Any reaction or process in which bromine (and no other elements) are introduced into a molecule.

Bromonium Ion:

The bromonium ion is formed when alkenes react with bromine. When the π cloud of the alkene (acting as a nucleophile) approaches the bromine molecule (acting as an electrophile), the σ-bond electrons of Br2 are pushed away, resulting in the departure of the bromide anion.(2)

Mechanism:

Step 1:

In the first step of the reaction, a bromine molecule approaches the electron-rich alkene carbon–carbon double bond. The bromine atom closer to the bond takes on a partial positive charge as its electrons are repelled by the electrons of the double bond. The atom is electrophilic at this time and is attacked by the pi electrons of the alkene [carbon–carbon double bond]. It forms for an instant a single sigma bond to both of the carbon atoms involved (2). The bonding of bromine is special in this intermediate, due to its relatively large size compared to carbon, the bromide ion is capable of interacting with both carbons which once shared the π-bond, making a three-membered ring. The bromide ion acquires a positive formal charge.
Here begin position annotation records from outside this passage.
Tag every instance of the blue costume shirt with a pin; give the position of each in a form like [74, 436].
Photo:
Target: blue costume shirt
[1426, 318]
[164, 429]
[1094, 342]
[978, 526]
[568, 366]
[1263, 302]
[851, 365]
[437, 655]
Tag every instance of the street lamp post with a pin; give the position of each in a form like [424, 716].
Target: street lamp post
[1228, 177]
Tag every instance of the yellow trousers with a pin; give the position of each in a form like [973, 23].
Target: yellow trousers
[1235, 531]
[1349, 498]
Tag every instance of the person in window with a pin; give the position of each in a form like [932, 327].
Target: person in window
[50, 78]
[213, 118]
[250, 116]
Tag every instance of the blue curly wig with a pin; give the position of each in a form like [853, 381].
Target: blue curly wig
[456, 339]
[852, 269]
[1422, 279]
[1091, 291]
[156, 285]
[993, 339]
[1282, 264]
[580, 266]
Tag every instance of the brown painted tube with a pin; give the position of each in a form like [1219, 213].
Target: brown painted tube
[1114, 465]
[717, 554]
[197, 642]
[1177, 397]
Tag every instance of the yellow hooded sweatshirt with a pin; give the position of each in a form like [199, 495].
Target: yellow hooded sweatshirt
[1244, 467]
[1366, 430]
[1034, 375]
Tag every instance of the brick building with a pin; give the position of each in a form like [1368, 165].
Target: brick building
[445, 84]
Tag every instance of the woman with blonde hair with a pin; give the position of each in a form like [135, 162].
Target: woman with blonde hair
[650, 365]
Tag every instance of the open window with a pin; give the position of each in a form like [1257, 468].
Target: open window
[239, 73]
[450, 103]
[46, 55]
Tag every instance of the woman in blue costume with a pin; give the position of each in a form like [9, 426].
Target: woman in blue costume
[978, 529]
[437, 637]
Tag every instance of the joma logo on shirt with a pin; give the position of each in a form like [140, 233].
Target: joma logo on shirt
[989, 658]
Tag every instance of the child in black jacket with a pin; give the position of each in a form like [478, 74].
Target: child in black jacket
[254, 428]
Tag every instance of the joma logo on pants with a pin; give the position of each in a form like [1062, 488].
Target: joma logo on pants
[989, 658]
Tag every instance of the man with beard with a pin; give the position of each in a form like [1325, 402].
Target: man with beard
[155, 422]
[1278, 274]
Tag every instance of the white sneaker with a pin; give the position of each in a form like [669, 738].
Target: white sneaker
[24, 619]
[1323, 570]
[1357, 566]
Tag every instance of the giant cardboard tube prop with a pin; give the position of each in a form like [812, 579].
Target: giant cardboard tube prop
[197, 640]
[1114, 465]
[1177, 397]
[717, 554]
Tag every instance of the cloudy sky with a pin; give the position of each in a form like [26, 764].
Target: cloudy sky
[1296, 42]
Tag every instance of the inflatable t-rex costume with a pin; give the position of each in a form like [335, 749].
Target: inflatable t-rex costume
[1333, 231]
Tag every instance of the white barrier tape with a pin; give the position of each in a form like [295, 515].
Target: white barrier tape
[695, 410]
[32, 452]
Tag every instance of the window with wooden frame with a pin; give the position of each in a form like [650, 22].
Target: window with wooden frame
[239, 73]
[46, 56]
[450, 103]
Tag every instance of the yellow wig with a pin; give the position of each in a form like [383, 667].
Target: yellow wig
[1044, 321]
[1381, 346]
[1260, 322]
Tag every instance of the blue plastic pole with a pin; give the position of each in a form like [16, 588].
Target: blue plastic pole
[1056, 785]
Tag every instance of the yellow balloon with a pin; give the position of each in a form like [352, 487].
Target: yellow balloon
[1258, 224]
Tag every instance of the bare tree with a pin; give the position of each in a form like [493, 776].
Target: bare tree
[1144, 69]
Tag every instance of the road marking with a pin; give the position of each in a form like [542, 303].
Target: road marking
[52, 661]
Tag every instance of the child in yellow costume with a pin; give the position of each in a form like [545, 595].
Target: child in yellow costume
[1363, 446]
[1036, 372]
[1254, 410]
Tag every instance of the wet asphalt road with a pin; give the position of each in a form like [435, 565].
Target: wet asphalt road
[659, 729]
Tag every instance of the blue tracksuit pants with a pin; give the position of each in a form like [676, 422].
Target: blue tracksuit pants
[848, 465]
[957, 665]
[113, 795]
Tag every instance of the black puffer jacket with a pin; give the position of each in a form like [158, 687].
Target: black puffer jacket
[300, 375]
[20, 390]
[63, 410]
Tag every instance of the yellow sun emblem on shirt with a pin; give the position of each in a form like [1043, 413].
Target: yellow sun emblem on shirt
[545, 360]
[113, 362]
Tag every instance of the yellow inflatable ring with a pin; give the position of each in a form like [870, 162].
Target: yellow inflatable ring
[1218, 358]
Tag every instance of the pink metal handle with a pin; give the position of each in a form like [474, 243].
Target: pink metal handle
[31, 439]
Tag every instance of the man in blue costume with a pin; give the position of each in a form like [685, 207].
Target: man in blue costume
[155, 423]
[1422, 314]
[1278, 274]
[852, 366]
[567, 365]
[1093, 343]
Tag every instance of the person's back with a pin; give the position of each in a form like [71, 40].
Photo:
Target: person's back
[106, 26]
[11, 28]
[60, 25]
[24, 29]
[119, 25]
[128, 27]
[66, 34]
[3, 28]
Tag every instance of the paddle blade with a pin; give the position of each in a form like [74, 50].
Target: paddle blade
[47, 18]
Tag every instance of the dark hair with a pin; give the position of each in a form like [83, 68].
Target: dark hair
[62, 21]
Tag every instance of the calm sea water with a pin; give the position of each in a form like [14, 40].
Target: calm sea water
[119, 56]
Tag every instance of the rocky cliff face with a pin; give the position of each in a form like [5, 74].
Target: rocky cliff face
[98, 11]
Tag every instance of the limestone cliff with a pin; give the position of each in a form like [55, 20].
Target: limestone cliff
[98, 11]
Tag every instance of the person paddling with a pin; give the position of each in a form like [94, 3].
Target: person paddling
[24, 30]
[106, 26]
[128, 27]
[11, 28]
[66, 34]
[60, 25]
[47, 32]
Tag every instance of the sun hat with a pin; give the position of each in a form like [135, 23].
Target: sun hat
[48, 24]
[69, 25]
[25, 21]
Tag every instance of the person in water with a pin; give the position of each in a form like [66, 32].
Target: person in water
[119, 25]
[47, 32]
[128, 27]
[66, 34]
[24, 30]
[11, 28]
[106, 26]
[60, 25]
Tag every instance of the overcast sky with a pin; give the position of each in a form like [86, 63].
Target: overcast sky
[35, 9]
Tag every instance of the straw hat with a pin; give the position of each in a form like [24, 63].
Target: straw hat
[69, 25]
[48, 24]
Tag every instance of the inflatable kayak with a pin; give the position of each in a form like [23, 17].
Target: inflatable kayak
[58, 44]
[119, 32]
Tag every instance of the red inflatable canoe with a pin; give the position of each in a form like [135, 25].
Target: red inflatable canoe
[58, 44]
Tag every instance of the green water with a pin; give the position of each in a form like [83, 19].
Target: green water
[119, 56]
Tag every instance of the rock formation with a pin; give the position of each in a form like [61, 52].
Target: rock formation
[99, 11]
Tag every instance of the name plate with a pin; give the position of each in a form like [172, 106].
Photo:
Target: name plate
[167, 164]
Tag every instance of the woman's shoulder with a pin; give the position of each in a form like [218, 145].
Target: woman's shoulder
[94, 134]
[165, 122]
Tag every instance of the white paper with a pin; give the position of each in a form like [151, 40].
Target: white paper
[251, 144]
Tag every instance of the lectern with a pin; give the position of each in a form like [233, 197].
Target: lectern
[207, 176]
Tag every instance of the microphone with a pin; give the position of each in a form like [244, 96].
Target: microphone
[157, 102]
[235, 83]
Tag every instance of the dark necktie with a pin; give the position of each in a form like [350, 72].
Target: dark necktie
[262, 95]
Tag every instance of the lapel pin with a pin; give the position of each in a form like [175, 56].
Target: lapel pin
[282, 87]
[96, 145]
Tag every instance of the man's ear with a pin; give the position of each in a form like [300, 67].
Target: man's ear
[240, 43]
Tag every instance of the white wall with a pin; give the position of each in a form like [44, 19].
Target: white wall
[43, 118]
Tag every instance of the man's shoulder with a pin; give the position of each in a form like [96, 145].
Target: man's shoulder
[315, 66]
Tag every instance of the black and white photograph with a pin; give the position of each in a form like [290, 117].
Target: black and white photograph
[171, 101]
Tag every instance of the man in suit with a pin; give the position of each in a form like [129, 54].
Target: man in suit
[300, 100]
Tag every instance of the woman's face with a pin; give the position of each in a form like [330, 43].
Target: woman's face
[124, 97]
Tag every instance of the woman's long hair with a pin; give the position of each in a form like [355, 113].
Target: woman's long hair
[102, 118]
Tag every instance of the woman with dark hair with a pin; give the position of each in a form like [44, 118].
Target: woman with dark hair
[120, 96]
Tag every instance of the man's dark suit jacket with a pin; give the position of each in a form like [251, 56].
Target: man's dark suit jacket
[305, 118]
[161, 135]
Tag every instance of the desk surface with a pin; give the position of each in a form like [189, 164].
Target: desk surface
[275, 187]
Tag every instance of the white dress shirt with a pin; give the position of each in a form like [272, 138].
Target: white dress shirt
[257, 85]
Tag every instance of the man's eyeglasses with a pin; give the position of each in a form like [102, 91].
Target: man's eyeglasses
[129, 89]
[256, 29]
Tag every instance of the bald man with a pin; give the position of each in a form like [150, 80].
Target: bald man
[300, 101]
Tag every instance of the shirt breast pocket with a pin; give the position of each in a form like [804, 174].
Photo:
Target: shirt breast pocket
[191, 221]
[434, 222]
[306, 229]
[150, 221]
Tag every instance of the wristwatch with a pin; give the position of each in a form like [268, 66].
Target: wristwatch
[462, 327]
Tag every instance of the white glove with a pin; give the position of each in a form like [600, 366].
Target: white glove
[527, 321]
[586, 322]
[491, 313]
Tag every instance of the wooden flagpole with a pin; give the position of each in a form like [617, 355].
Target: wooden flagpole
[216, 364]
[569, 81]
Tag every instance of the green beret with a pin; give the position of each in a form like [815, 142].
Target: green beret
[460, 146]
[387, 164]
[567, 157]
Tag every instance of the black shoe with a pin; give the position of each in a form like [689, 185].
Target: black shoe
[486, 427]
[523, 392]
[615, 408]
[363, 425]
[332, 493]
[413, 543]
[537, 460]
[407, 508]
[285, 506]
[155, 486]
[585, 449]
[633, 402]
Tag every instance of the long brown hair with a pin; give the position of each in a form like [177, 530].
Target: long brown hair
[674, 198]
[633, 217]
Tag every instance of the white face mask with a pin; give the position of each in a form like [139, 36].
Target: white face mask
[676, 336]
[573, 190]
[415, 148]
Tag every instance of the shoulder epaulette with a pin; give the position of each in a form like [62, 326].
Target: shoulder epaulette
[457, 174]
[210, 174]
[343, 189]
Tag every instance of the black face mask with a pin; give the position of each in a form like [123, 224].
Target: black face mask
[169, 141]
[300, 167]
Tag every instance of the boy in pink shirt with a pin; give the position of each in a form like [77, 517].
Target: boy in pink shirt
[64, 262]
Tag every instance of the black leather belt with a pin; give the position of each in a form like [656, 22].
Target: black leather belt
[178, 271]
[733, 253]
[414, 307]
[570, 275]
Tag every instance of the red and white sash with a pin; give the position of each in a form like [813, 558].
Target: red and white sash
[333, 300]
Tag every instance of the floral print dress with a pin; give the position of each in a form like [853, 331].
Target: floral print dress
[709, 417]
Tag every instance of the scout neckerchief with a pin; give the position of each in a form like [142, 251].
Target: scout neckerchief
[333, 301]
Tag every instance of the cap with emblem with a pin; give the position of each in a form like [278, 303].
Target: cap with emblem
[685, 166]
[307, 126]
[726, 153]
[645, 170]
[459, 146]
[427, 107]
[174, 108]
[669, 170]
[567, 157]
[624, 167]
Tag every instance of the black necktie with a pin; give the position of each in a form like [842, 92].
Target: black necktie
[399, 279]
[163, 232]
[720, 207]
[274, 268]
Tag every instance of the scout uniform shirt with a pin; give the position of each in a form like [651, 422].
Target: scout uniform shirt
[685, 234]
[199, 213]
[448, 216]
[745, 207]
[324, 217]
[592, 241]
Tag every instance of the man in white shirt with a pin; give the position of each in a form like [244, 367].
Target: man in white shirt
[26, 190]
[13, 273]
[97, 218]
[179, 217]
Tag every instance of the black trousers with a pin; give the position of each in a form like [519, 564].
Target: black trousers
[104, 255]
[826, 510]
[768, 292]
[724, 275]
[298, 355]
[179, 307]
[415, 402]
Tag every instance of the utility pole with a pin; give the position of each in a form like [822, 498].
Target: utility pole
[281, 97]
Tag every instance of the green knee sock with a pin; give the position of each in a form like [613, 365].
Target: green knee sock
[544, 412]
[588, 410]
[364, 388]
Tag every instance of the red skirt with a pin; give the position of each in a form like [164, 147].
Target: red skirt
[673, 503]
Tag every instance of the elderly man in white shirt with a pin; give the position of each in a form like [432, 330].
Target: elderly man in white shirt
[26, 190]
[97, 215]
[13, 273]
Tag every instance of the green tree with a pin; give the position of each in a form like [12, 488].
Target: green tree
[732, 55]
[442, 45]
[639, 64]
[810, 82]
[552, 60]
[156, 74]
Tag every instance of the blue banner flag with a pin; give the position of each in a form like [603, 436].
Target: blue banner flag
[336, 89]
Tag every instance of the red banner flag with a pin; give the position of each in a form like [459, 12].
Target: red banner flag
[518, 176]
At this moment the halogen ion is called a "bromonium ion".

Step 2:

When the first bromine atom attacks the carbon–carbon π-bond, it leaves behind one of its electrons with the other bromine that it was bonded to in Br2. That other atom is now a negative bromide anion and is attracted to the slight positive charge on the carbon atoms. It is blocked from nucleophilic attack on one side of the carbon chain by the first bromine atom and can only attack from the other side. As it attacks and forms a bond with one of the carbons, the bond between the first bromine atom and the other carbon atoms breaks, leaving each carbon atom with a halogen substituent.

In this way the two halogens add in an anti addition fashion, and when the alkene is part of a cycle the dibromide adopts the trans configuration.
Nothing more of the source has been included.